Although the construction of the railway, Americans began growing and exporting of bananas. At the moment the national railway was completed (currently not in operation), bananas had become one of the main exports.

The industrymega-owned banana farms US giant Dole and other companies, and Costa Rica-they owned small farms that sell to giantscontinues today.
The political system

The two-party democratic system and the system of free, compulsory public education Costa Ricans know today was largely implemented in the 1890s.

During the Great Depression of 1929, Costa Rica had no way to deal with the economic crisis. President Calderon Guardia tried to offer dissatisfied workers a new contract by passing a series of social reforms to avoid a social revolution.

Reforms quieted working class but antagonized the rich. In 1948, an electoral fraud was a pretext for the discontented to organize a civil war, which lasted a month opposition. The leader of the insurgency movement and the National Liberation Army was Jose Figueres Ferrer, a farmer known as Don Pepe.
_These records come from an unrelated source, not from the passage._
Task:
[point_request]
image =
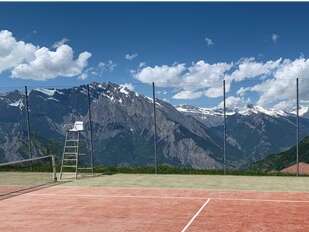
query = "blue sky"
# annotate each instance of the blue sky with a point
(164, 43)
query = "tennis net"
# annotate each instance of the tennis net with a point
(18, 176)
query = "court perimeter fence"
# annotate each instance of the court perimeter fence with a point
(230, 133)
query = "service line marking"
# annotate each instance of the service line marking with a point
(195, 215)
(164, 197)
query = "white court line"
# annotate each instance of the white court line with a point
(195, 215)
(165, 197)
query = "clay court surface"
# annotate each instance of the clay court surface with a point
(96, 204)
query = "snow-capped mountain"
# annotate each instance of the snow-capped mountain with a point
(123, 128)
(255, 131)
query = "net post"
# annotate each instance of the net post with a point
(155, 127)
(297, 128)
(91, 128)
(28, 125)
(224, 130)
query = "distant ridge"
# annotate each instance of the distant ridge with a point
(303, 169)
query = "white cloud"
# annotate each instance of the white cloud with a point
(129, 86)
(275, 37)
(27, 61)
(233, 102)
(142, 64)
(98, 70)
(131, 56)
(59, 43)
(51, 64)
(272, 81)
(194, 81)
(209, 42)
(282, 86)
(109, 66)
(250, 68)
(187, 94)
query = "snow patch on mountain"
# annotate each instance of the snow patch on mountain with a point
(19, 103)
(48, 92)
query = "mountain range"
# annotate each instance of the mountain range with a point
(188, 136)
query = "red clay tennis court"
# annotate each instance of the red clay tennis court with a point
(81, 208)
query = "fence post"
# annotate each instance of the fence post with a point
(155, 127)
(224, 130)
(297, 127)
(28, 124)
(91, 128)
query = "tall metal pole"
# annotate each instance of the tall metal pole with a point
(155, 127)
(91, 128)
(297, 127)
(224, 129)
(28, 125)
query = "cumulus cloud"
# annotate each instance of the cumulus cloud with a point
(209, 42)
(194, 81)
(272, 81)
(233, 102)
(280, 89)
(130, 56)
(109, 66)
(129, 86)
(27, 61)
(250, 68)
(59, 43)
(274, 37)
(98, 70)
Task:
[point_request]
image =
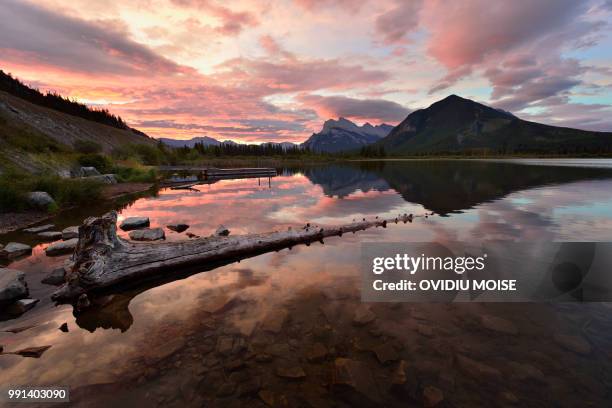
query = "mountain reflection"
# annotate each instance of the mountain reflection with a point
(445, 186)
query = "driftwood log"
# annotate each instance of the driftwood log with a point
(102, 260)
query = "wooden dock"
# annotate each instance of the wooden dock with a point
(212, 172)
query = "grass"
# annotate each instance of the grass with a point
(14, 188)
(135, 173)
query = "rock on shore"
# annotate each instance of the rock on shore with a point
(40, 199)
(50, 235)
(149, 234)
(12, 285)
(61, 248)
(15, 250)
(40, 228)
(133, 223)
(70, 232)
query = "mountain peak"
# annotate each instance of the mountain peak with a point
(343, 135)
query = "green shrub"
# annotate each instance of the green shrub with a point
(14, 189)
(12, 196)
(102, 163)
(87, 146)
(149, 155)
(135, 174)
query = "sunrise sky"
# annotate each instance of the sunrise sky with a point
(258, 70)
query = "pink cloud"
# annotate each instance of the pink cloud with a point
(232, 22)
(374, 110)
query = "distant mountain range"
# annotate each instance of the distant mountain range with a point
(456, 124)
(209, 141)
(205, 140)
(451, 125)
(343, 135)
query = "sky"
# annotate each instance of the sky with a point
(263, 70)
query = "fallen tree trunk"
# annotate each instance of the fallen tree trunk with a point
(102, 260)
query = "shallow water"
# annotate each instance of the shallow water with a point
(244, 333)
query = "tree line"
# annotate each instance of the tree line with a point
(55, 101)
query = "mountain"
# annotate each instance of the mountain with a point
(456, 124)
(343, 135)
(34, 137)
(205, 140)
(284, 145)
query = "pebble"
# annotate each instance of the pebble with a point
(290, 372)
(499, 325)
(50, 235)
(40, 228)
(432, 396)
(70, 232)
(363, 315)
(14, 250)
(575, 343)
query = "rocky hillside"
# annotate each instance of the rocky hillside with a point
(343, 135)
(31, 134)
(456, 124)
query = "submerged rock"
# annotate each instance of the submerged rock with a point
(40, 228)
(385, 353)
(222, 231)
(32, 352)
(178, 227)
(88, 172)
(50, 235)
(574, 343)
(432, 396)
(477, 369)
(12, 285)
(358, 376)
(149, 234)
(56, 277)
(40, 199)
(293, 372)
(83, 302)
(399, 374)
(317, 353)
(133, 223)
(363, 315)
(14, 250)
(274, 321)
(21, 306)
(61, 248)
(499, 324)
(19, 329)
(70, 232)
(104, 178)
(274, 399)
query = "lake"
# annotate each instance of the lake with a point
(288, 328)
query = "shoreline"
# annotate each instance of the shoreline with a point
(14, 221)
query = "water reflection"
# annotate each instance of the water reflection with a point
(206, 338)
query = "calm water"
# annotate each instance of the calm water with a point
(269, 329)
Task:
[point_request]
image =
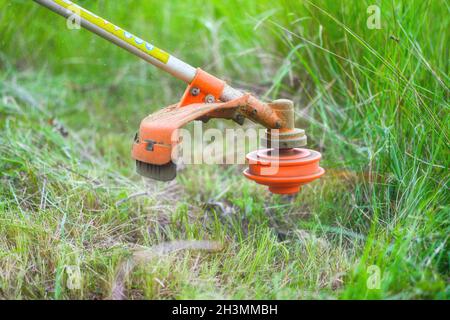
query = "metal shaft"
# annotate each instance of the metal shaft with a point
(130, 42)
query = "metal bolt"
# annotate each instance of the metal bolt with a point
(210, 98)
(195, 91)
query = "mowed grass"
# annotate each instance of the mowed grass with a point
(374, 102)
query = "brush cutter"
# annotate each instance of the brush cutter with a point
(284, 166)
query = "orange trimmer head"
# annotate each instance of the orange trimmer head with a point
(284, 171)
(284, 166)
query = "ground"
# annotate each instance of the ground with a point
(77, 222)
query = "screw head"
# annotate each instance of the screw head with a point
(210, 98)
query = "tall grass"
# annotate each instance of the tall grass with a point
(374, 102)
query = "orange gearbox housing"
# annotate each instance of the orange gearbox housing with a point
(283, 170)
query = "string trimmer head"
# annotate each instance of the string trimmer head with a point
(284, 166)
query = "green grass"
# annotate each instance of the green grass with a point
(374, 102)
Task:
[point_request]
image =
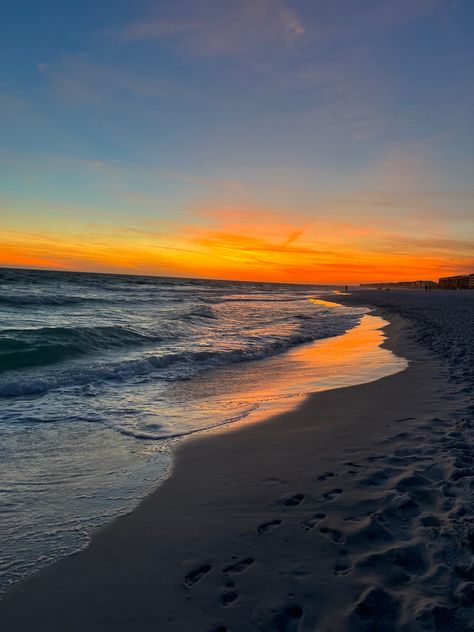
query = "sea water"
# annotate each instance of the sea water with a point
(102, 375)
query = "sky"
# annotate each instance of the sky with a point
(306, 141)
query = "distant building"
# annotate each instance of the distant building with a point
(459, 282)
(413, 285)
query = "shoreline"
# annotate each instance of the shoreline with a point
(275, 525)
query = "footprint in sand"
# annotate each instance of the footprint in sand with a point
(309, 524)
(268, 526)
(326, 475)
(196, 575)
(289, 619)
(333, 534)
(292, 501)
(332, 494)
(239, 566)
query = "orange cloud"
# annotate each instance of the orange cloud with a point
(241, 244)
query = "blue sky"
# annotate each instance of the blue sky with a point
(133, 115)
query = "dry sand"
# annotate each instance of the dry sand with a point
(352, 512)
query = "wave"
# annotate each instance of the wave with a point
(19, 300)
(178, 365)
(23, 348)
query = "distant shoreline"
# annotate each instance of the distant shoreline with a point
(319, 518)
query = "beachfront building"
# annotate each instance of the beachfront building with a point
(413, 285)
(459, 282)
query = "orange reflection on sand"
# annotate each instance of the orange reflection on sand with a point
(318, 301)
(279, 383)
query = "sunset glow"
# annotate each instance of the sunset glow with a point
(264, 141)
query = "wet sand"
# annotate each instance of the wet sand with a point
(349, 512)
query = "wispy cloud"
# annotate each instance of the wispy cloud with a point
(219, 28)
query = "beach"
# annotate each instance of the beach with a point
(352, 511)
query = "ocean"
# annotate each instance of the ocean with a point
(102, 375)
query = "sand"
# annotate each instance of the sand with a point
(352, 512)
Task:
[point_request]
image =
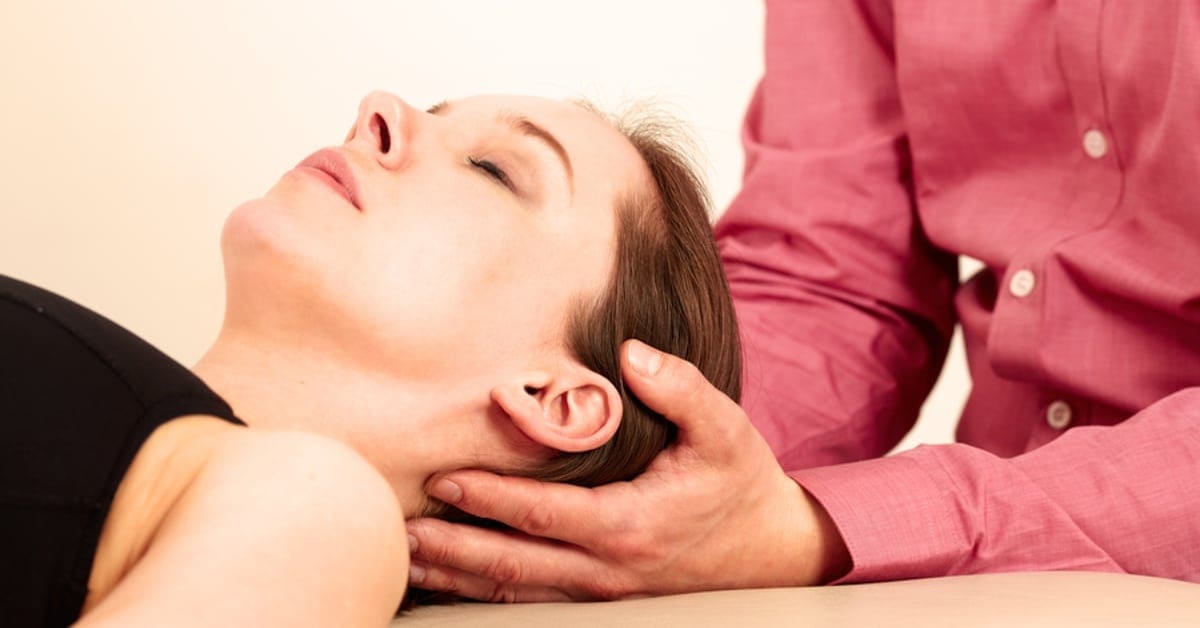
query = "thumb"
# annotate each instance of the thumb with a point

At the end of the civil war rather than destroy the social reforms implemented by Calderon Guardia, Jose Figueres continued reform of the institutions of the countrys in what he calls the Second Republic.

Among many of the reforms carried out by Don Pepe was the courageous decision to abolish the army countrys. This was especially significant considering that Costa Rica bordered to the north Somoza Nicaragua and Panama to the south, two heavily armed nations.

The decision to abolish the army meant that most of the government budget could be dedicated to providing education, health care and other services to taxpayers. He also pushed Costa Rica in the international spotlight as a neutral power in a region torn by war. The USA. It has historically been the main ally and supplier of foreign aid Costa Rica. In order to ensure the integrity and safety of the countrys governments of Costa Rica they increased its ties with the US and became an important ally for this moral world power.
Costa Rica Modern

The Nicaraguan Revolution of 1979, which drove one of the oldest dictatorships in the hemisphere, stimulated revolutionary movements throughout Central America. Not having a revolutionary climate within its borders, Costa Rica remained neutral during the violent decade of the 1980s President Oscar Arias (1986-1990) brought international recognition of Costa Rica through its role as peacemaker in the Contra-Sandinista conflict in Nicaragua. His efforts to mediate a negotiated solution won him the Nobel Peace Prize 1987.

Currently, more than half of the population of Costa Rica lives in urban areas and peasants in search of economic prosperity will continue to migrate to the Central Valley of rural areas.

Despite the austerity programs imposed by the International Monetary Fund, the government and state industries such as the National Insurance Institute and the Costa Rican Electricity Institute continue to employ almost 30 percent of the population. Women constitute 50 percent of the workforce.

The government of Costa Rica strives to serve a staggering foreign debt and control inflation and provide adequate social services for the population. One of the areas neglected by the national budget is the system of national parks, where more than half of the expropriated property (parks and nature reserves today) have not been paid.

We can design an itinerary specifically suited to your individual tastes and desires. As you can see in the following itineraries, Costa Rica Tours offers options for all budgets. Check our sample of travel packages and use these examples as a guide. Evenings can be added or reduced depending on travel time. Alternative hotels available. International airfare can be added in most US cities if you choose.